Adiaspora.com: Significa que não fez parte do contingente de imigrantes que vieram de Lisboa.

Manuel da Silva: Não. Nesse contingente vieram 78 homens dos Açores e 16 da Madeira. Dos açorianos, só quatro ainda se encontram vivos. Os restantes já morreram.

Adiaspora.com: É oriundo de que região da Madeira?

Manuel da Silva: Sou natural da cidade de Machico, freguesia de Serra de Água. Nasci em 1920 e vim para o Funchal com um irmão da minha mãe, e aí me criei. Fui funcionário da Alfândega até à minha partida para o Canadá.

Adiaspora.com: Que idade tinha quando saiu da Madeira?

Manuel da Silva: Tinha 32 anos de idade. Vim celebrar o meu 33° aniversário aqui no Canadá.

Adiaspora.com: Disse-nos que antes de emigrar, se encontrava no Funchal onde era funcionário da Alfândega. O que o levou a emigrar?

Manuel da Silva: Decidi emigrar para melhorar a minha situação, e a da minha família, porque lá, a vida era um tanato ou quanto difícil. Muito embora eu estivesse com um ordenado razoável, queremos sempre mais.

Adiaspora.com: Quando decidiu emigrar, já era casado?

Manuel da Silva: Já era pai de cinco filhos!

Adiaspora.com: O que o levou a optar pelo Canadá?
Manuel da Silva: O Canadá era uma nação que não era conhecida na Madeira, ou em geral em Portugal, mas como trabalhava na Alfândega da Funchal no quadro marítimo, isto é, no mar à volta dos navios em busca de contrabando, certo dia apareceu por lá um iate canadiano e acabei por travar conversa com o capitão. Quando eu lhe informei que tencionava vir para o Canadá, este pergunto para que região. Ao responder-lhe que esperava vir para Toronto ou Montreal, este deu-me o seu endereço em Vancouver, a qual acabei por perder no meio da azáfama que antecedeu à minha partida.

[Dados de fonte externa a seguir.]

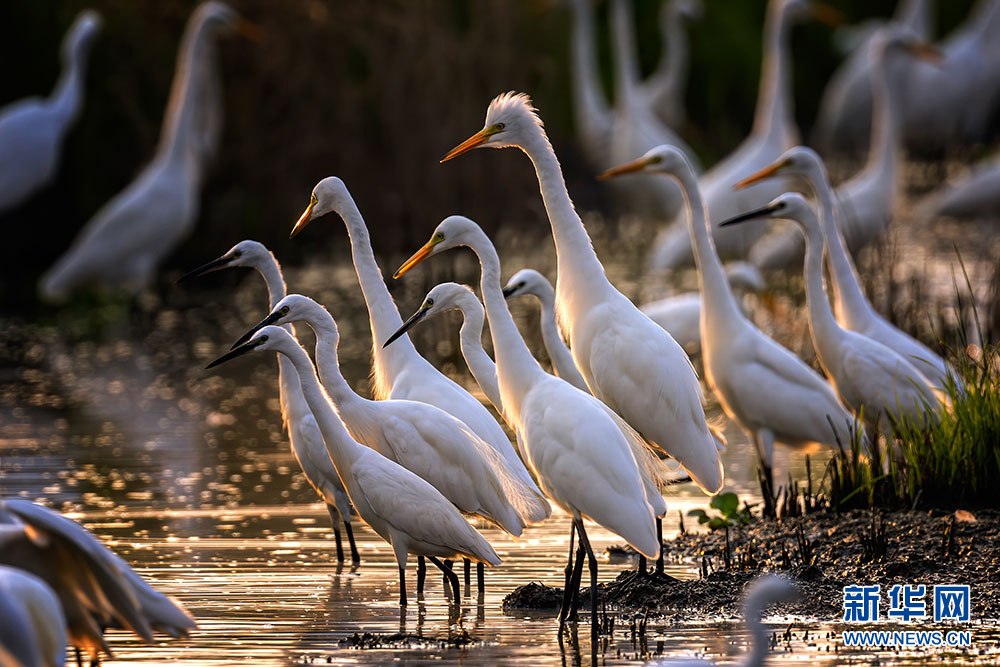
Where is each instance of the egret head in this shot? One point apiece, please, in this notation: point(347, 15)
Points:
point(330, 194)
point(511, 121)
point(441, 298)
point(251, 254)
point(452, 232)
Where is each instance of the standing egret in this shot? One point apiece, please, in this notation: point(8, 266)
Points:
point(773, 131)
point(871, 378)
point(868, 201)
point(583, 455)
point(403, 509)
point(401, 372)
point(122, 245)
point(33, 628)
point(762, 386)
point(529, 281)
point(422, 438)
point(303, 434)
point(852, 308)
point(629, 363)
point(32, 130)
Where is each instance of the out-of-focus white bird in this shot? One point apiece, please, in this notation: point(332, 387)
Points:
point(845, 110)
point(680, 314)
point(584, 456)
point(773, 131)
point(629, 363)
point(304, 435)
point(761, 593)
point(872, 379)
point(852, 308)
point(868, 201)
point(32, 130)
point(762, 386)
point(529, 281)
point(665, 88)
point(400, 372)
point(33, 628)
point(120, 248)
point(403, 509)
point(95, 587)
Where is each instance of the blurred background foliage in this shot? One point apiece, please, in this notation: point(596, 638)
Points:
point(374, 92)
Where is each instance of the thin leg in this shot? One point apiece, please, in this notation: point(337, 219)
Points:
point(355, 556)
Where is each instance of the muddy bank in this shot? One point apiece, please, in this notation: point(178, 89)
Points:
point(823, 552)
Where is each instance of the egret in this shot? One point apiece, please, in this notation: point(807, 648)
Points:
point(845, 110)
point(583, 455)
point(773, 131)
point(422, 438)
point(95, 587)
point(872, 379)
point(767, 390)
point(32, 130)
point(680, 314)
point(868, 201)
point(403, 509)
point(665, 88)
point(629, 363)
point(760, 594)
point(33, 631)
point(401, 372)
point(122, 245)
point(303, 434)
point(529, 281)
point(852, 308)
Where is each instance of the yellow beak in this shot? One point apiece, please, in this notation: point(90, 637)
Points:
point(417, 257)
point(304, 220)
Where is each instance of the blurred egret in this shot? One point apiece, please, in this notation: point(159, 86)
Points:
point(583, 455)
point(762, 386)
point(852, 308)
point(400, 372)
point(629, 363)
point(403, 509)
point(870, 377)
point(121, 247)
point(304, 435)
point(32, 130)
point(529, 281)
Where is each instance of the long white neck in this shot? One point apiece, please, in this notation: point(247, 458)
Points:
point(517, 369)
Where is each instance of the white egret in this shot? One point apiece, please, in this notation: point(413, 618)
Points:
point(762, 386)
point(761, 593)
point(33, 631)
point(629, 363)
point(401, 372)
point(584, 456)
point(773, 131)
point(403, 509)
point(529, 281)
point(32, 130)
point(422, 438)
point(665, 88)
point(871, 378)
point(868, 201)
point(680, 314)
point(303, 434)
point(122, 245)
point(852, 308)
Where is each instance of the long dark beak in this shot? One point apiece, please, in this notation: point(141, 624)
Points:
point(214, 265)
point(232, 354)
point(414, 318)
point(270, 319)
point(757, 213)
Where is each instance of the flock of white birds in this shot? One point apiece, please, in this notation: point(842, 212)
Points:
point(594, 436)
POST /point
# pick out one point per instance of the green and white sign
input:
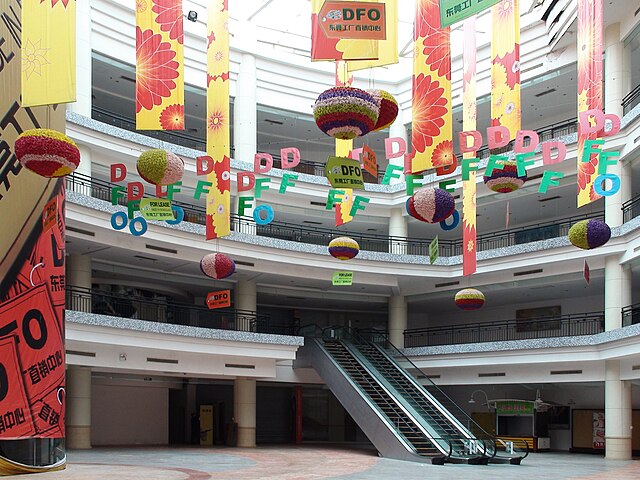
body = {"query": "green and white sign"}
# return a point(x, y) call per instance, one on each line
point(156, 209)
point(453, 11)
point(342, 278)
point(344, 172)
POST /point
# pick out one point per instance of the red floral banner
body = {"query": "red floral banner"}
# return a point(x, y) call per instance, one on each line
point(506, 108)
point(590, 78)
point(432, 128)
point(159, 65)
point(469, 110)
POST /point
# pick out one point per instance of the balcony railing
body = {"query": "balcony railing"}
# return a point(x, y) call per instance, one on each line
point(369, 242)
point(521, 329)
point(166, 311)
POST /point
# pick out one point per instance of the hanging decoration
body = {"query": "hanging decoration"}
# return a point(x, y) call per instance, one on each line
point(159, 65)
point(346, 112)
point(388, 108)
point(431, 205)
point(217, 265)
point(47, 152)
point(588, 234)
point(469, 108)
point(218, 219)
point(506, 107)
point(505, 180)
point(343, 248)
point(590, 89)
point(48, 52)
point(160, 167)
point(432, 126)
point(469, 299)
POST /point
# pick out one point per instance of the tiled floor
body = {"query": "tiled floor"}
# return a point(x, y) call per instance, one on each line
point(313, 462)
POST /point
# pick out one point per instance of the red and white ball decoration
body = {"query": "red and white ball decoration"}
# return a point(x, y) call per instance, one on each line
point(217, 265)
point(47, 152)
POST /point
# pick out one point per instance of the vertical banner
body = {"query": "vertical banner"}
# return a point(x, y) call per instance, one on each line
point(48, 52)
point(469, 109)
point(431, 129)
point(506, 108)
point(159, 65)
point(590, 95)
point(218, 221)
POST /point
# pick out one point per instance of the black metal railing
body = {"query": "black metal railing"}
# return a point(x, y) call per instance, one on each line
point(166, 311)
point(631, 100)
point(518, 329)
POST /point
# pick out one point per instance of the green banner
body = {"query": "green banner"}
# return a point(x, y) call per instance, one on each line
point(433, 250)
point(342, 278)
point(514, 407)
point(344, 172)
point(156, 209)
point(452, 11)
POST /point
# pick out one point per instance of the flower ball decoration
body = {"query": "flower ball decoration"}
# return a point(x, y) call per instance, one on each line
point(469, 299)
point(506, 180)
point(344, 248)
point(589, 234)
point(346, 112)
point(47, 152)
point(431, 205)
point(388, 108)
point(217, 265)
point(160, 167)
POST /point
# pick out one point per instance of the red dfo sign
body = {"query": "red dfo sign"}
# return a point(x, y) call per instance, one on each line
point(360, 20)
point(219, 299)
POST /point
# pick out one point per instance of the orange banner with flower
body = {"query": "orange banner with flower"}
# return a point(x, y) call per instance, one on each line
point(48, 52)
point(506, 108)
point(590, 78)
point(159, 65)
point(469, 110)
point(432, 128)
point(218, 223)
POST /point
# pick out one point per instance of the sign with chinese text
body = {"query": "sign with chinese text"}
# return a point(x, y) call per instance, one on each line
point(359, 20)
point(452, 11)
point(219, 299)
point(342, 278)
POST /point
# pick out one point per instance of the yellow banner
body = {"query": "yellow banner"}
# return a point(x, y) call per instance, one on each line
point(159, 65)
point(218, 222)
point(48, 52)
point(506, 108)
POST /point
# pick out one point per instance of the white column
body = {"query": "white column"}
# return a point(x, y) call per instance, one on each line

Adiaspora.com: Como surgiu, em termos oficiais, esta oportunidade de emigração para o Canadá?

Manuel da Silva: Saiu no Diário um pedido de pessoas com certas habilitações. Pediam vinhateiros e criados. Mas o Governo não forneceu criados por não haverem. Então, pediram somente os vinhateiros. Como tinha anteriormente trabalhado para o Governo na agricultura, no enxerto de árvores, fiquei apurado.

Adiaspora.com: Veio por causa dos seus conhecimentos como vinhateiro?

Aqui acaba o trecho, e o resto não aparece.